Words by Brooke Munday
Improv Against Humanity is improv for horrible people. It’s exactly what it sounds like only better.
If you’re not familiar, Cards Against Humanity is a 2011 game involving two sets of cards: one white, one black. White cards contain random words and phrases on them while black cards contain sentences and scenarios with blank spaces. These are notoriously awful, generally taboo, and always anti-human decency. The goal is to use the white cards to fill in the blanks and create the most hilarious or outrageous sentence possible. The player with the best sentence wins the round.
When Improv Against Humanity starts the audience are given a set of white cards while the actors read out a sentence or scenario. Audience members can then volunteer a card if they think it’s good and the card that gets the best reaction becomes the basis of the performance. There are four prompts and four plotlines, each with their own set of idiosyncrasies. What ensues is a chaotic mix of hilarity, mortification, and the guilt of knowing you really shouldn’t be laughing at this.
The result is brilliant. The actors are quick witted and clever, bouncing off each other’s ideas in easy synchronisation. At times the show flows so smoothly it would be easy to assume it’s scripted. The characterisation is quite good, considering the lack of preparation, and while many of the performers have default styles, these are deep enough and diverse enough to carry the show without becoming overdone or boring.
The use of flashbacks is fantastic, weaving often depressing and utterly horrendous background stories into present-day trauma and character conflict. Small details are pulled out, picked up, and transformed into running jokes that jump between plots as easily as if they were planned. And the audience is there for every step, watching as the show blooms into something equal parts hilarious and abominable.

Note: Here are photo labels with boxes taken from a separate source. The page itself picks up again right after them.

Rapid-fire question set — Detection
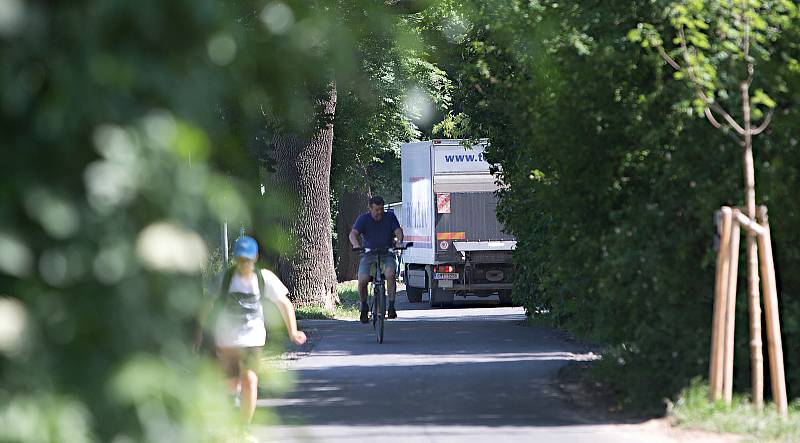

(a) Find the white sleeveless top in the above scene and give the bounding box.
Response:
[214,269,289,348]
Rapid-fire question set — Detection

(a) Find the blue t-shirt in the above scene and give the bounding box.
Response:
[353,212,400,249]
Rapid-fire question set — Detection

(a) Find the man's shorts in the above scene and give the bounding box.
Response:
[358,253,397,276]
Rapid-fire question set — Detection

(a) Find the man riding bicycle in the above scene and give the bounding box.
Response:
[350,195,403,323]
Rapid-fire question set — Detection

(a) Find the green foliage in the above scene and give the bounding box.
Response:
[442,0,800,407]
[297,280,361,320]
[668,379,800,442]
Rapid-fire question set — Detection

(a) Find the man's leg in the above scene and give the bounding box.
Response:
[383,255,397,318]
[358,255,371,323]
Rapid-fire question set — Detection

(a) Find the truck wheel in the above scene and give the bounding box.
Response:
[406,286,425,303]
[428,288,453,308]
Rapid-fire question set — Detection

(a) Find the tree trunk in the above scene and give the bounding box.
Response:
[269,85,336,309]
[741,82,764,409]
[336,191,370,281]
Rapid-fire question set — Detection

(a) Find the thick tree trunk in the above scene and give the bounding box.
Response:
[269,86,336,309]
[336,191,370,281]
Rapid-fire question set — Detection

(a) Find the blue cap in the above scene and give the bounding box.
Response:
[233,235,258,260]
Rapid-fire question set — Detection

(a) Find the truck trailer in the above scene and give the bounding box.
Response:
[400,140,516,306]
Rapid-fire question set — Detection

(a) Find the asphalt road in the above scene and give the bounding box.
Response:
[253,294,736,443]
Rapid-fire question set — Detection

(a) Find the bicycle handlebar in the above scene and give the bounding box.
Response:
[353,242,414,254]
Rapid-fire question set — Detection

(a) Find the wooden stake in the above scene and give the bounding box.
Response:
[709,206,733,402]
[758,206,788,417]
[722,215,741,406]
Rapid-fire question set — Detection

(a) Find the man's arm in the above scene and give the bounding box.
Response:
[350,229,361,248]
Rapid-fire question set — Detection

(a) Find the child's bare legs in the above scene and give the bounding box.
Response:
[217,348,258,424]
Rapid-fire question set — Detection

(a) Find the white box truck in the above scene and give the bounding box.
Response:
[400,140,516,306]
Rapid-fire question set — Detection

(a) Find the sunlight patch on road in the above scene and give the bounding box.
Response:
[290,351,600,370]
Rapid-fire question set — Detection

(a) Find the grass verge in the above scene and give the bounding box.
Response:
[667,380,800,442]
[296,280,359,320]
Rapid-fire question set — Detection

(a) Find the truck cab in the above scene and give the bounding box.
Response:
[401,140,516,306]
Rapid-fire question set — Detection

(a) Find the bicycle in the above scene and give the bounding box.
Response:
[353,243,414,344]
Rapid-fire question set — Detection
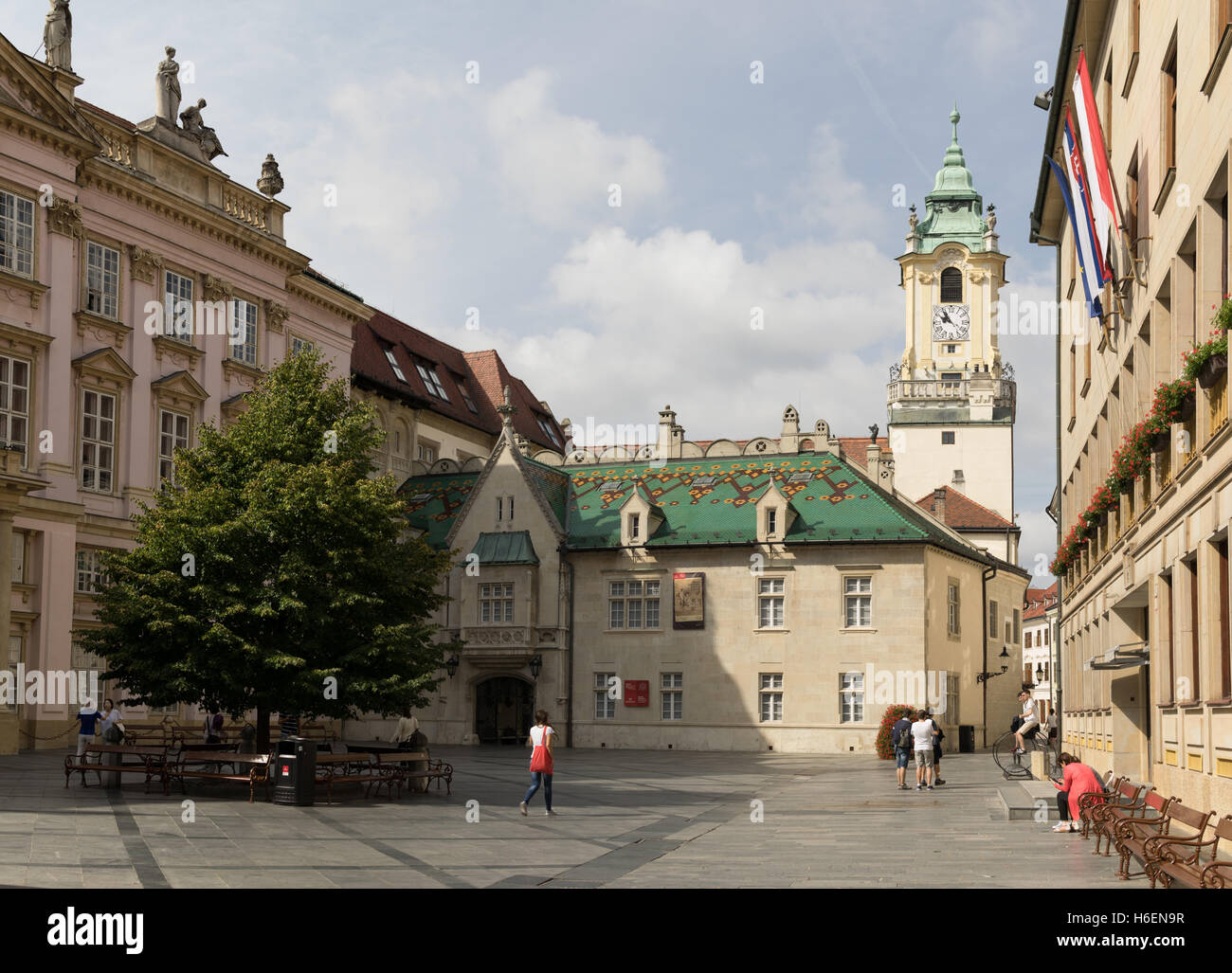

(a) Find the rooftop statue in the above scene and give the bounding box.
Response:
[44,0,73,71]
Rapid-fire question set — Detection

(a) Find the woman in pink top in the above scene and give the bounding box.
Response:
[1052,754,1104,832]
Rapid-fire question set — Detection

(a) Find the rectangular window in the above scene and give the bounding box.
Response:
[85,241,119,319]
[595,673,616,719]
[163,270,192,345]
[0,354,29,450]
[82,389,116,493]
[77,547,102,595]
[661,673,685,719]
[758,578,784,628]
[758,673,783,723]
[415,362,450,402]
[607,580,660,628]
[229,299,256,369]
[839,673,863,723]
[480,584,514,624]
[842,578,872,628]
[0,191,34,278]
[157,409,189,484]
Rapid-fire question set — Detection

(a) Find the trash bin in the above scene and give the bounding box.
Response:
[274,736,317,808]
[99,752,123,791]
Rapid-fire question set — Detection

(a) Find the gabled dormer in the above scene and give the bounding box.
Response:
[752,480,797,545]
[620,483,666,547]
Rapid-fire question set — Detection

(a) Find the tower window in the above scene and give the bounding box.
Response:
[941,267,962,304]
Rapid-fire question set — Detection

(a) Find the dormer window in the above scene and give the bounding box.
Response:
[941,267,962,304]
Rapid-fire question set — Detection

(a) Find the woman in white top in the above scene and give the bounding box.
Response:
[517,710,555,818]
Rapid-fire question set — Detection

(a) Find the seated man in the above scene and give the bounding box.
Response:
[1014,690,1040,754]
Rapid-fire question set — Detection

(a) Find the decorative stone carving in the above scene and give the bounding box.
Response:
[46,196,83,237]
[44,0,73,71]
[256,154,282,200]
[201,274,235,300]
[180,99,226,159]
[154,46,182,128]
[128,243,163,283]
[265,298,291,333]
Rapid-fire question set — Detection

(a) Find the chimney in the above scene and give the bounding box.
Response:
[933,487,945,524]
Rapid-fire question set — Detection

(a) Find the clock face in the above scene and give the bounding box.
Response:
[933,304,970,341]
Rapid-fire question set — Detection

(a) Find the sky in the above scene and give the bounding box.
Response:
[0,0,1064,584]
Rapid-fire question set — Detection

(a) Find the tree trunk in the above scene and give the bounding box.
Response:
[256,703,270,754]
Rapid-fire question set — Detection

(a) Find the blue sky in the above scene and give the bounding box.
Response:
[0,0,1064,579]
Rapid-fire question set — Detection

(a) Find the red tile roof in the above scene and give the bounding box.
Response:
[915,487,1020,531]
[352,311,564,452]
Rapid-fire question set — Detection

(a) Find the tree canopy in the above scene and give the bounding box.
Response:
[77,349,451,746]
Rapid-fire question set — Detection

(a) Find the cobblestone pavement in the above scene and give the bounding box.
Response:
[0,747,1128,888]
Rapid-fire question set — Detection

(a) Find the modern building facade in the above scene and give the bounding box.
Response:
[1032,0,1232,812]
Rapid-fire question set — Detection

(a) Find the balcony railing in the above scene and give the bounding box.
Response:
[886,378,1018,406]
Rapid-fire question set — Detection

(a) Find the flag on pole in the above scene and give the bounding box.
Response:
[1048,146,1104,317]
[1073,50,1121,282]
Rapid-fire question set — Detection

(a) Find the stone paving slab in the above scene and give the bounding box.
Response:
[0,748,1141,888]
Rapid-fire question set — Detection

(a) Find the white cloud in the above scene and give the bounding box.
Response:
[487,69,666,226]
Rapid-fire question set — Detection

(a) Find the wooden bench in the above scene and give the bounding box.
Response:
[317,754,374,804]
[1112,788,1180,881]
[1078,771,1130,838]
[1142,801,1232,888]
[64,744,167,793]
[167,750,271,804]
[1091,781,1154,857]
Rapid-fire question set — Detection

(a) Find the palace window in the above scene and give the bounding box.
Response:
[595,673,616,719]
[758,578,785,628]
[0,354,29,448]
[941,267,962,304]
[82,389,116,493]
[163,270,192,345]
[0,192,34,278]
[758,673,783,723]
[415,362,450,402]
[839,673,863,723]
[661,673,685,719]
[607,580,660,628]
[480,584,514,623]
[85,241,119,319]
[229,298,256,369]
[842,578,872,628]
[157,409,189,485]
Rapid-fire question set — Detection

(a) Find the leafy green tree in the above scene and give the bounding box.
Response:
[77,350,453,748]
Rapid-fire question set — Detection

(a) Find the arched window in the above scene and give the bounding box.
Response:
[941,267,962,304]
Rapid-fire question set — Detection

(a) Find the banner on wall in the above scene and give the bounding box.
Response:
[672,571,706,628]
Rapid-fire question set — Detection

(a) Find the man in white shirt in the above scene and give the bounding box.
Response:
[912,710,936,791]
[1014,690,1040,754]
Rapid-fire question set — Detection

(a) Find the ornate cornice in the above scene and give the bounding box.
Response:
[128,243,163,283]
[46,196,85,239]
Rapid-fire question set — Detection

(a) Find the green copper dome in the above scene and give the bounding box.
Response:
[915,105,988,254]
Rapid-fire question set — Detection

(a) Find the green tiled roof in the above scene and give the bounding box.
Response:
[398,473,480,547]
[471,531,538,564]
[402,453,978,562]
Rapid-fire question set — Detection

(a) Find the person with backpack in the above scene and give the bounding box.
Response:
[929,710,945,785]
[890,711,915,791]
[517,710,555,818]
[912,710,936,791]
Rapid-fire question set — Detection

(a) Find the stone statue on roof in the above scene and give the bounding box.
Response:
[44,0,73,71]
[180,99,226,159]
[154,46,182,128]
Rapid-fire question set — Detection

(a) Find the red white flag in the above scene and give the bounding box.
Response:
[1073,50,1121,280]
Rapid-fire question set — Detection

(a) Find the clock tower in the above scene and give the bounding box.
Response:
[886,107,1018,561]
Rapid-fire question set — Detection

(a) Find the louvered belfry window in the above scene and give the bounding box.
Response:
[941,267,962,304]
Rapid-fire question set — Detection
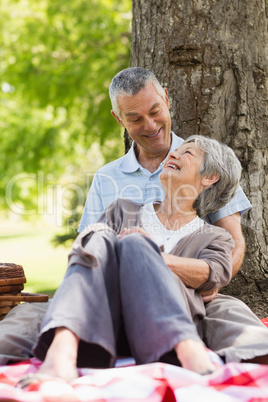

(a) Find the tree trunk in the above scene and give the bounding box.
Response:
[131,0,268,317]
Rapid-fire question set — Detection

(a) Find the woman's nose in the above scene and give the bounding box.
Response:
[144,117,156,131]
[168,151,180,159]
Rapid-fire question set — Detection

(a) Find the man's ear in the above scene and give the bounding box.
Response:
[201,174,220,187]
[111,110,125,128]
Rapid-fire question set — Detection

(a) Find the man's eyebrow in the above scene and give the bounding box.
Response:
[125,102,160,116]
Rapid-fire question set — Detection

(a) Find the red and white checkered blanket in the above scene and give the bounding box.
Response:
[0,319,268,402]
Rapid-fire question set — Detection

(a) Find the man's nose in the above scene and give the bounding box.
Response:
[144,117,156,131]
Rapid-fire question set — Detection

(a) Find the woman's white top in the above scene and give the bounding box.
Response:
[141,202,204,254]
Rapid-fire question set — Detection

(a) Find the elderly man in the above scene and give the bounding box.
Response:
[0,67,266,364]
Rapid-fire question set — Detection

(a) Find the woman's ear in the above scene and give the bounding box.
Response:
[201,174,220,187]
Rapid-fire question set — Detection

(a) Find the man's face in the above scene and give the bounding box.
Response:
[112,83,171,156]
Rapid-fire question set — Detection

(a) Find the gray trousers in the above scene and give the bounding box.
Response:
[34,227,201,367]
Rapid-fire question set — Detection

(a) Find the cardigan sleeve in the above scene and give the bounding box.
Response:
[198,230,234,291]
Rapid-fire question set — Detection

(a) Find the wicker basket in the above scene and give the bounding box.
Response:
[0,263,48,320]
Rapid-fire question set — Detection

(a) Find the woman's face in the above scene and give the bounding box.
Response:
[159,142,205,199]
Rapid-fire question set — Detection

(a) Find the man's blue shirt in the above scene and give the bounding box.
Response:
[78,132,251,232]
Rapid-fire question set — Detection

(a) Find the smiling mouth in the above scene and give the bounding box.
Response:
[147,128,161,138]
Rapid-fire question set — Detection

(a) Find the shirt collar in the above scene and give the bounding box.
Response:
[119,131,183,173]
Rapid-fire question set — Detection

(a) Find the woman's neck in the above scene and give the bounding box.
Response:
[154,199,197,230]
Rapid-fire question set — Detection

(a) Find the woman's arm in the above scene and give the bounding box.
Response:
[162,226,234,291]
[162,253,210,289]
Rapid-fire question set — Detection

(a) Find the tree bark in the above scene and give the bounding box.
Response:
[131,0,268,317]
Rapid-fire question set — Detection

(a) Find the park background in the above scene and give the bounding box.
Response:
[0,0,268,318]
[0,0,131,294]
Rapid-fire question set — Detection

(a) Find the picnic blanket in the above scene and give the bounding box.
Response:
[0,319,268,402]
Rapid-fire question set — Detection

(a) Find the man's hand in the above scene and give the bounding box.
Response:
[117,226,151,240]
[201,289,219,303]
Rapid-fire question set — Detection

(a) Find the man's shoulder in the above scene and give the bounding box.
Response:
[96,155,126,173]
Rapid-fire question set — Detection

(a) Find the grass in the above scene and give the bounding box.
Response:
[0,223,69,295]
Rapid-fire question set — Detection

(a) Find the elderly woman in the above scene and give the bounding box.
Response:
[23,136,241,380]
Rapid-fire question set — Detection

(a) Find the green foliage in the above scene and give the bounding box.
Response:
[0,0,131,210]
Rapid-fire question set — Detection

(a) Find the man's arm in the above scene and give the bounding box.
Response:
[201,212,245,303]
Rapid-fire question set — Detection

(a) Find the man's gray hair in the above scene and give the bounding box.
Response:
[109,67,165,119]
[184,135,242,216]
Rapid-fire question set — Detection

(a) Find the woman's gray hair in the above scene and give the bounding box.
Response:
[109,67,165,119]
[184,135,242,216]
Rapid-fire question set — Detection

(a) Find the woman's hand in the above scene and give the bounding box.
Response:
[117,226,152,240]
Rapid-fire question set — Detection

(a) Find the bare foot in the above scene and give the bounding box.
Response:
[38,328,79,381]
[175,339,215,375]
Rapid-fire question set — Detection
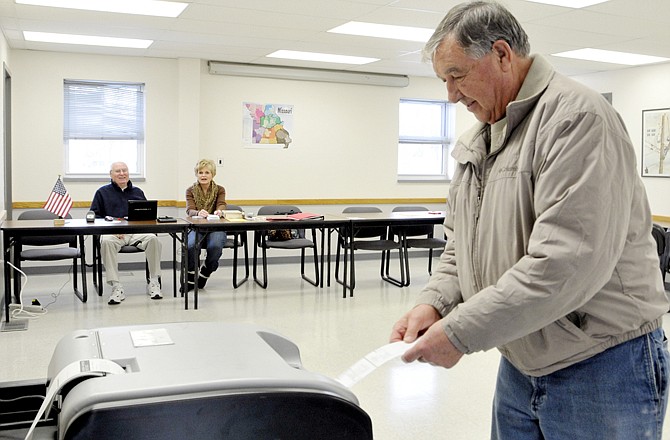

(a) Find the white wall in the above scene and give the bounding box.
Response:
[11,50,472,206]
[11,50,184,202]
[575,63,670,216]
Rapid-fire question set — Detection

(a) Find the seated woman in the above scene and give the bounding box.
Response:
[186,159,227,290]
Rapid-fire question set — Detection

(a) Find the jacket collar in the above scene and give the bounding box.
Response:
[452,55,555,163]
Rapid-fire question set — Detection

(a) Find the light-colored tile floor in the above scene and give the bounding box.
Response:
[0,259,670,440]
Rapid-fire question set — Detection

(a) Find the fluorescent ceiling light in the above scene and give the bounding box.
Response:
[15,0,188,18]
[328,21,434,43]
[552,48,670,66]
[207,61,409,87]
[526,0,609,9]
[23,31,153,49]
[266,50,379,64]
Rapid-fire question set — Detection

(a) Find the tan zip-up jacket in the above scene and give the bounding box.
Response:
[417,56,669,376]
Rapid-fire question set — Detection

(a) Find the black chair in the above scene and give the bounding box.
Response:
[93,235,153,296]
[335,206,406,290]
[651,223,668,282]
[254,205,319,289]
[223,205,249,289]
[389,206,447,286]
[14,209,88,302]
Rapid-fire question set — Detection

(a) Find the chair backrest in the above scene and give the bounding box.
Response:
[342,206,386,238]
[651,223,665,257]
[391,206,434,237]
[18,209,77,247]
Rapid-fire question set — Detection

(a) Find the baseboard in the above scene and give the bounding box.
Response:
[21,250,439,275]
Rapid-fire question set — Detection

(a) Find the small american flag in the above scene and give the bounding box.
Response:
[44,176,72,218]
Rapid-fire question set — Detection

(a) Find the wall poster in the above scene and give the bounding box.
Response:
[641,108,670,177]
[242,102,293,148]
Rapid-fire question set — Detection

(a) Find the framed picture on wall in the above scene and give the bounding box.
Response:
[640,108,670,177]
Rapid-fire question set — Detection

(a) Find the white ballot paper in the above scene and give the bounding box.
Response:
[336,341,416,388]
[26,359,125,440]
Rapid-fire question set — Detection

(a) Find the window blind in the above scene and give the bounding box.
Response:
[63,80,144,142]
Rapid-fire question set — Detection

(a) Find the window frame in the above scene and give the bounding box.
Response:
[63,79,147,181]
[397,98,455,182]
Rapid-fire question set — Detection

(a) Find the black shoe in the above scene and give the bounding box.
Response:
[198,266,212,289]
[179,271,195,293]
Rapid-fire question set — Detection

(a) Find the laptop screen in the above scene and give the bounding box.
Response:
[128,200,158,221]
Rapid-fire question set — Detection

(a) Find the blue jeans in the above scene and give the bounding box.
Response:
[491,329,669,440]
[188,231,227,272]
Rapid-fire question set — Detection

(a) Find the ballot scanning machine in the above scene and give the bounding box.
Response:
[2,322,372,440]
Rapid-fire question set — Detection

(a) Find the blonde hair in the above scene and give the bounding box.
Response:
[194,159,216,177]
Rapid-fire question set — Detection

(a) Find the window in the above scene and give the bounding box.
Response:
[398,99,454,181]
[63,80,145,178]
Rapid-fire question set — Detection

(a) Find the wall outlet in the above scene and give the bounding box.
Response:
[9,304,44,313]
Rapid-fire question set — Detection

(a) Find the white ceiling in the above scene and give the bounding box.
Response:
[0,0,670,76]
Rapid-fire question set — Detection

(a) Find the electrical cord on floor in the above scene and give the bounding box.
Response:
[5,261,47,319]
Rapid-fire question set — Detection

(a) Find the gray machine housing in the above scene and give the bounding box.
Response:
[48,322,372,440]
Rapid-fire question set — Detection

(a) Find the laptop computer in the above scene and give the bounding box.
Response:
[128,200,158,221]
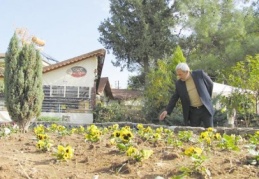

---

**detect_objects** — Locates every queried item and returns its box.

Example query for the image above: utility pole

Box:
[115,81,120,89]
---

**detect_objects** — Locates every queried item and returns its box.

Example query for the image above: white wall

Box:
[41,57,98,124]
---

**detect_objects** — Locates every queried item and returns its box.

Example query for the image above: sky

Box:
[0,0,137,88]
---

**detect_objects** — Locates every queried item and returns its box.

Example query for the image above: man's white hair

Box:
[175,63,190,72]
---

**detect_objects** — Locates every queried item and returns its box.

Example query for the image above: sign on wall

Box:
[67,66,87,78]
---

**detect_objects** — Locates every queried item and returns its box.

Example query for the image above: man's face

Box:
[176,70,189,81]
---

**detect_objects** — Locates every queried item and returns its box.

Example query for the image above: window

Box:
[65,86,78,98]
[42,85,91,113]
[51,86,64,97]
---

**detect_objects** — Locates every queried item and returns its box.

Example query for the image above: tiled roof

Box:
[43,49,106,73]
[0,49,106,79]
[112,89,142,100]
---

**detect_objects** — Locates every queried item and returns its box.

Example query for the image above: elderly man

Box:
[159,63,214,128]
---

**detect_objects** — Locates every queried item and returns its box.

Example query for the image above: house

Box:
[98,77,143,106]
[0,49,106,124]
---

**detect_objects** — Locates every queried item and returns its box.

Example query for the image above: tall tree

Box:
[174,0,259,78]
[4,34,43,132]
[98,0,174,86]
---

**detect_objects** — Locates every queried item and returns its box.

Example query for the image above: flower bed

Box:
[0,123,259,179]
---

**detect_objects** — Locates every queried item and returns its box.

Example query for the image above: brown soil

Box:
[0,124,259,179]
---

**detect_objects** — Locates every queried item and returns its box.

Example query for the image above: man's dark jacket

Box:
[166,70,214,125]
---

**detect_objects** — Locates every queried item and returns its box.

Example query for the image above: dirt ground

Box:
[0,124,259,179]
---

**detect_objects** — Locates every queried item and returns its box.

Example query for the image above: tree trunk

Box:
[18,120,31,133]
[227,109,236,128]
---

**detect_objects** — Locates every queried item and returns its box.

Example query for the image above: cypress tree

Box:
[4,34,43,132]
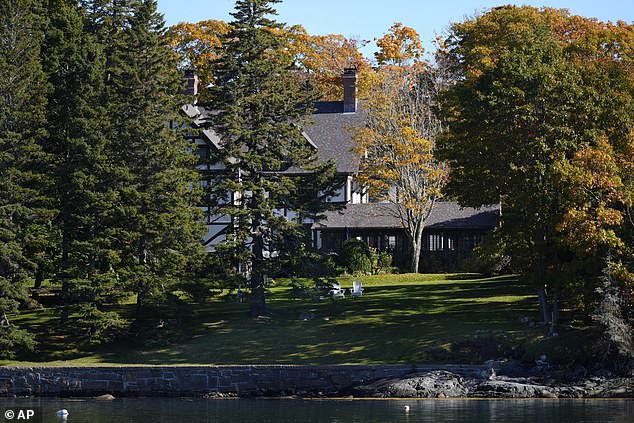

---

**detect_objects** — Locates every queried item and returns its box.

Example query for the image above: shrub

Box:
[340,239,372,274]
[463,233,514,276]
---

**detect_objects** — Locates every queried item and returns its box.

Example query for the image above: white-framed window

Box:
[385,235,396,250]
[427,234,443,251]
[445,235,456,251]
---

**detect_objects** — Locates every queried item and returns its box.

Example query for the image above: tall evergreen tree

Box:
[95,0,202,320]
[43,0,126,341]
[0,0,48,357]
[205,0,332,316]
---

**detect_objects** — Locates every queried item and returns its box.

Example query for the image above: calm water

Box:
[0,399,634,423]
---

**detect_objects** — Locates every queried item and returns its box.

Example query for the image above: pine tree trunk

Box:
[410,222,423,273]
[59,227,70,326]
[537,288,550,323]
[250,213,268,317]
[136,236,147,319]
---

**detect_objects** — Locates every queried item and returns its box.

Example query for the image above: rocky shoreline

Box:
[0,361,634,398]
[351,370,634,398]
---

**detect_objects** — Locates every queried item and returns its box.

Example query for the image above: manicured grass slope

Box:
[5,275,537,365]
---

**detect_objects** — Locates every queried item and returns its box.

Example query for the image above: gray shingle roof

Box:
[183,101,366,173]
[313,201,500,229]
[304,101,366,173]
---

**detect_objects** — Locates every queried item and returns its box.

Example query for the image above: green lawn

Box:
[1,274,543,365]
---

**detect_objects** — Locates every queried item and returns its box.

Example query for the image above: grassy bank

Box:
[2,274,543,365]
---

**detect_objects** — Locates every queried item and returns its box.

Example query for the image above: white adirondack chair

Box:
[350,281,363,297]
[330,282,345,298]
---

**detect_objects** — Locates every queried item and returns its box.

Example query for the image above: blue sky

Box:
[158,0,634,55]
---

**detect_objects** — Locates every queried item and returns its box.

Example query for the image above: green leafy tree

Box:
[205,0,334,316]
[0,0,48,357]
[442,6,632,321]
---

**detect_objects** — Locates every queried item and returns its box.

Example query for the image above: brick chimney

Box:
[343,68,357,113]
[181,69,198,95]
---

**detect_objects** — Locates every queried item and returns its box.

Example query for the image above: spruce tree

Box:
[0,0,48,357]
[97,0,202,317]
[43,0,123,342]
[205,0,333,316]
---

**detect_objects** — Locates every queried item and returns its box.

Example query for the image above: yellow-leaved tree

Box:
[353,24,449,272]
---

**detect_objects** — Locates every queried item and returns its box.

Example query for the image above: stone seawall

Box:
[0,365,482,397]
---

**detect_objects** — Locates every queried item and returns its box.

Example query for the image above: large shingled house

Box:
[183,69,499,271]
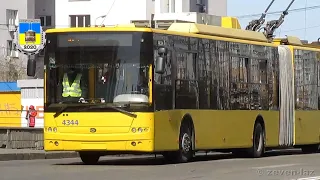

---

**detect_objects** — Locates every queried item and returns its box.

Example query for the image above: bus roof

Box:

As with any improv there are moments where the story lulls, usually in character arguments where it’s difficult to create new and engaging content without proper preparation. But to the actors’ credit these are few, far between, and only as long as it takes to spark up their next idea.
On opening night we saw an office worker willing to pay anything for genuine human connection, Jeff the Wiggle get a little too excited over hot potatoes, Caribbean Jesus struggling with his disciples, and the entire universe open up to the tune of Old Man River and the sound of a single tear hitting the floor. But every night is different and there’s no telling what will happen with each performance. So for that, this is definitely something worth seeing at least once.